QLACs would allow participants to hedge against the risk of outliving their retirement savings. QLACs would be required to begin distributions no later than the month after the participant’s 85th birthday, but could provide for an earlier starting date. Participants would be permitted to exclude the value of the QLAC from the account balance that is used to determine required minimum distributions.
The premiums paid for the QLACs would be limited to the lesser of $100,000 (adjusted for inflation) or 25% of the participant’s account balance at the date of payment. If the premiums (which are added together if multiple contracts are purchased) exceed these amounts, the contracts would cease to be QLACs.

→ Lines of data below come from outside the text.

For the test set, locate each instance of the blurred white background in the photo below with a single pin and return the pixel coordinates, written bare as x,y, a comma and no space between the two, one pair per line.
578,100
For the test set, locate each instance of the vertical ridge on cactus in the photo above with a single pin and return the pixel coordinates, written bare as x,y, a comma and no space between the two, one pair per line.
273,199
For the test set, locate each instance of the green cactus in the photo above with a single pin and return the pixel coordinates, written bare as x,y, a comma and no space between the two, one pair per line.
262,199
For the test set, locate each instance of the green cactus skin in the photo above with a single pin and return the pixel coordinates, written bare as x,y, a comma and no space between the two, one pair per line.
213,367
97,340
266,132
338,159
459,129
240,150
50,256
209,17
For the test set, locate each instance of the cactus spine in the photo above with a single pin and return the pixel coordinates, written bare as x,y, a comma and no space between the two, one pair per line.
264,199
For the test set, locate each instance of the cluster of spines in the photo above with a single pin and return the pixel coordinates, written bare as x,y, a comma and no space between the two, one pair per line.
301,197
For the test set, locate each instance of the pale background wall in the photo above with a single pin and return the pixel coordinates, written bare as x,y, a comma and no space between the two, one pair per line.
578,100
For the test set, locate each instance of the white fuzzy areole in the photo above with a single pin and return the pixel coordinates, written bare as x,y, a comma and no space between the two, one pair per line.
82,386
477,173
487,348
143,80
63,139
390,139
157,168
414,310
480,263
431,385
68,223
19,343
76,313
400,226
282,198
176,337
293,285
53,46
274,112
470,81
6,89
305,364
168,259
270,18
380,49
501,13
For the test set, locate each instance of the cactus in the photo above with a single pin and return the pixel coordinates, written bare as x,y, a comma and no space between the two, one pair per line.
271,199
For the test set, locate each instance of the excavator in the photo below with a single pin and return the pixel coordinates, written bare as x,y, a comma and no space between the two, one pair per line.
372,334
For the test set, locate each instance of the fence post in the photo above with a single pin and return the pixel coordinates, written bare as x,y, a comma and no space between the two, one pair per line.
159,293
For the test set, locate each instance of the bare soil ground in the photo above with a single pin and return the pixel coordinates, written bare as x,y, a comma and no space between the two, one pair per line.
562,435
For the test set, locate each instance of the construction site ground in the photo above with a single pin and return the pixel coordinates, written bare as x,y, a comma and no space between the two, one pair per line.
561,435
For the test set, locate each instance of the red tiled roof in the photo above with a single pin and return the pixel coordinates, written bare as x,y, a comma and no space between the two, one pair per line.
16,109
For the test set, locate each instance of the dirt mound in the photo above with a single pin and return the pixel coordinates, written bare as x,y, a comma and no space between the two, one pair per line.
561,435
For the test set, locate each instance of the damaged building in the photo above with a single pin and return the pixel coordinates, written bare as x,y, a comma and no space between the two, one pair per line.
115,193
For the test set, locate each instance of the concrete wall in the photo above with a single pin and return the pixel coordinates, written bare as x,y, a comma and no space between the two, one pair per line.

QLACs would be permitted to pay benefits after the death of the participant, but those benefits would be limited. If the sole beneficiary is a surviving spouse, the spouse is permitted to receive a life annuity, provided it does not exceed 100% of the annuity the participant received. If the surviving spouse is not the sole beneficiary, the payments are limited to an amount determined under Sec. 401(a)(9)(G).
Because a QLAC would often be purchased many years before its payments would begin, the proposed rules contain a reporting requirement not to the IRS, but to the participant. The reports must begin in the calendar year in which the premiums are first paid and end with the earlier of the year the individual for whom the contract was purchased turns 85 or dies. However, if the individual who dies has a surviving spouse as the sole beneficiary, reporting must continue until the year the spouse’s distributions commence or the spouse dies, if earlier.
The rules will apply only after they are published as final in the Federal Register. Until then, the existing rules under Sec. 401(a)(9) governing required minimum distributions continue to apply.